Taking away county functions through the law is untenable

One principal objective of devolved government was to facilitate devolution of economic power through appropriate allocation of functions and resources. Consequently, most contentions between the two levels of government in the first five years of devolution related to function transfer and revenue allocation. From the perspective of county governments, the national government was at best, a reluctant purveyor of the functions that the Constitution has allocated to counties. In some instances, the national government either outrightly refused to transfer functions or transferred only components of county government functions. In the more common scenario, functions would be transferred but the funds required to perform the functions would remain with the national government.

Of course, part of the failure in regard to function transfer can be placed at the door of the Transitional Authority, that had been legally mandated to facilitate the transfer of the functions. The Authority, either for lack of resources, capacity or support from concerned national agencies failed to conclude the transfer of functions by the time its term came to an end. To the credit of both levels of government and the Intergovernmental Relations Technical Committee, the successor to the Transition Authority, many of the function transfer related issues have been largely resolved and consultations on solutions to subsisting issues are ongoing.

However, a new phenomenon has arisen in this arena which risks grossly violating the imperatives of the Constitution in relation to devolution. The most obvious sectors where this is occurring is the roads and water sector. The challenge in both areas arises because these functions are constitutionally shared between the county and the national government. Parliament has been using national laws to claw back on county government functions.

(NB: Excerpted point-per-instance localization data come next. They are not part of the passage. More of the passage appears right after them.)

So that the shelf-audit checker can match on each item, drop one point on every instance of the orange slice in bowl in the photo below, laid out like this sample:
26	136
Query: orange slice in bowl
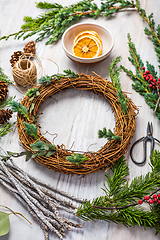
87	46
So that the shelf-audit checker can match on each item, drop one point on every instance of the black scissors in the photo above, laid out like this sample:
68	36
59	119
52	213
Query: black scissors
150	138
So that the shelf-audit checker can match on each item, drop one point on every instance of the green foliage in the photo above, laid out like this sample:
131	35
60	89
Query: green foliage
6	129
53	23
3	77
114	73
32	93
48	79
140	84
151	31
76	158
12	154
120	202
108	134
42	149
5	103
31	129
17	107
5	222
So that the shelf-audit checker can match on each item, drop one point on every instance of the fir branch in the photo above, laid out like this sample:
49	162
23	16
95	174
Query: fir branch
48	79
6	129
76	158
4	77
108	134
31	129
120	203
53	23
114	73
17	107
151	31
5	103
42	149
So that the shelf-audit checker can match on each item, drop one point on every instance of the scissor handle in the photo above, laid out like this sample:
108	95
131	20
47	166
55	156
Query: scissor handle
144	139
144	151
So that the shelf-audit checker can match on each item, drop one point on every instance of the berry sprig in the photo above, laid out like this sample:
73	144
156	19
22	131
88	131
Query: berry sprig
154	199
153	82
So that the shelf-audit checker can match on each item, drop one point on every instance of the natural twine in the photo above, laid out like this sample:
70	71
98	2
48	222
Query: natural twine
25	71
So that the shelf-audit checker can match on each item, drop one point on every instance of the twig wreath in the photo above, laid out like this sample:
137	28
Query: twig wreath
94	161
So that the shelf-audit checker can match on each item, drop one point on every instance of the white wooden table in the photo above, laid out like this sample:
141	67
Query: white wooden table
76	116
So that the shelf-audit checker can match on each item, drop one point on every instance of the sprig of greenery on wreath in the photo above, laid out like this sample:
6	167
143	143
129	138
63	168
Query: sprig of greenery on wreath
57	18
150	92
122	201
149	89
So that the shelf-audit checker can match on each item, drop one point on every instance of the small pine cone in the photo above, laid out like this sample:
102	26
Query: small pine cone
5	115
30	47
15	57
3	90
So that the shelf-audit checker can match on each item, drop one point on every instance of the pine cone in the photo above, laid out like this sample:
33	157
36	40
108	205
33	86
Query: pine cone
5	115
30	47
3	90
15	57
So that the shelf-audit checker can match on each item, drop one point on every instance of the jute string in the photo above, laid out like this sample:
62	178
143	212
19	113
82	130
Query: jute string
25	71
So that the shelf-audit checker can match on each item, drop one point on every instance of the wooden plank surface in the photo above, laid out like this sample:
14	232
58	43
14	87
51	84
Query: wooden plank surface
76	116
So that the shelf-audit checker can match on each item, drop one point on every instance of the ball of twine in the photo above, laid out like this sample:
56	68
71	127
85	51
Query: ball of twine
24	72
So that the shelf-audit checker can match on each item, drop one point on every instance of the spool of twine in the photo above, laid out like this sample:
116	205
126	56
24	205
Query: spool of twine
24	72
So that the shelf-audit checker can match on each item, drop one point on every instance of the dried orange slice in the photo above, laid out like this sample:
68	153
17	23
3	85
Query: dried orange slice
86	33
87	44
86	47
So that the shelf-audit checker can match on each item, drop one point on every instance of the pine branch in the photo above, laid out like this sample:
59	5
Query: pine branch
53	23
120	203
114	73
5	103
31	130
76	158
151	31
108	134
6	129
17	107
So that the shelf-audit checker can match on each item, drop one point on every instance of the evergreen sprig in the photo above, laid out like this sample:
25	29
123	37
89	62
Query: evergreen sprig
48	79
140	85
31	129
4	77
120	203
151	31
53	23
17	107
108	134
6	129
76	158
42	149
114	73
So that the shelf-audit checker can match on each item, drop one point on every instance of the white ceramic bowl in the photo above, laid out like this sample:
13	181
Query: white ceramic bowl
70	33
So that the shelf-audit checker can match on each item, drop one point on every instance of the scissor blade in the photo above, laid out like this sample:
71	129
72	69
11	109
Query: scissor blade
149	129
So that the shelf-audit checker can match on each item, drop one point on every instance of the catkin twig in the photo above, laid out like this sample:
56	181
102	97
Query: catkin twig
42	202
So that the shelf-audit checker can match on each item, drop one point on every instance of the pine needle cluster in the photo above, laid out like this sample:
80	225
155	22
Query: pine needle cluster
114	72
4	77
108	134
140	85
120	202
57	18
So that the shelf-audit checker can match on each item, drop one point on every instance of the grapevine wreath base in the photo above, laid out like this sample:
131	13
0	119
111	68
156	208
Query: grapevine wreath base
104	157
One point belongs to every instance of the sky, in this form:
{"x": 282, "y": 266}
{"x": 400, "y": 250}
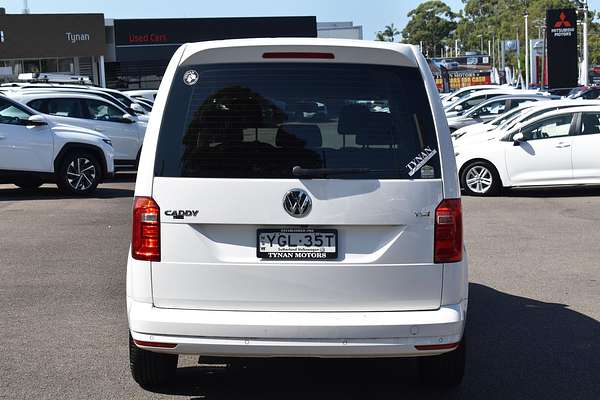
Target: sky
{"x": 372, "y": 15}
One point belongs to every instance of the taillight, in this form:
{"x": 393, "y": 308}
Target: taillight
{"x": 145, "y": 240}
{"x": 448, "y": 245}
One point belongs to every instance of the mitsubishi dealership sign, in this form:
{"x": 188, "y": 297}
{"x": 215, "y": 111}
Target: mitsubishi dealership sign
{"x": 563, "y": 70}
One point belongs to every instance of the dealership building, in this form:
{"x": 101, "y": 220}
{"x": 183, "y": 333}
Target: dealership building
{"x": 64, "y": 43}
{"x": 130, "y": 53}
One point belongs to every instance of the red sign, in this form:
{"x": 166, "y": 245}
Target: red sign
{"x": 148, "y": 38}
{"x": 464, "y": 78}
{"x": 563, "y": 22}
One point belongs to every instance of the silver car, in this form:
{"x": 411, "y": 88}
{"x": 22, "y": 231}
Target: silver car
{"x": 492, "y": 108}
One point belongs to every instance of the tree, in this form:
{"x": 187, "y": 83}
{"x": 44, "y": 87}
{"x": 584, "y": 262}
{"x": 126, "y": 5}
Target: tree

In respect of roads the national government was allocated national trunk roads while the Constitution allocated county roads to the county governments. Because these terms were not defined by the Constitutions it has been left to law and policy to create the jurisdictional boundaries between the two levels of government in respect of the sector. The Roads Bill has not been passed yet but one can already foresee that it allocates components of the function to the National government which ideally should belong to county governments.

It is however in the water sector that serious problems have been wrought by the Water Act 2016. While the Constitution allocates significant responsibilities in relation to water to the national government, the county governments are allocated the function of water service provision. The 2016 Act has some significant defects the primary one being a failure to acknowledge the role of the National Land Commission, who the Constitution vests water resources in and failing to protect the mandate of County governments in water service provision. Indeed, the Act in many instances treats county governments as agents of the national government in the provision of water services. Nowhere is the latter more obvious than in the licensing regime.

The 2016 Act requires that all water service providers, largely county government agencies, must be licensed by the national government Water Services Regulatory Board before they can operate. The Act allows the Board to cancel or vary licenses. Essentially, a county government must seek the approval of a national government agency before it can carry out its constitutionally mandated functions!

Surely the mandate to perform a function carries with it the powers. Any contrary scenario would defeat the very essence of function assignment. Provisions of this character abound in the Act. This scenario where functions are taken away from county governments through national law is untenable. While I do know that there is ongoing litigation on the matter, it is essential that the intergovernmental mechanisms that were put in place to resolve matters of this nature be activated and that the matters be resolved in a manner that respects the Constitution and facilitates effective performance of these functions. That is the minimum we owe to devolution’s success.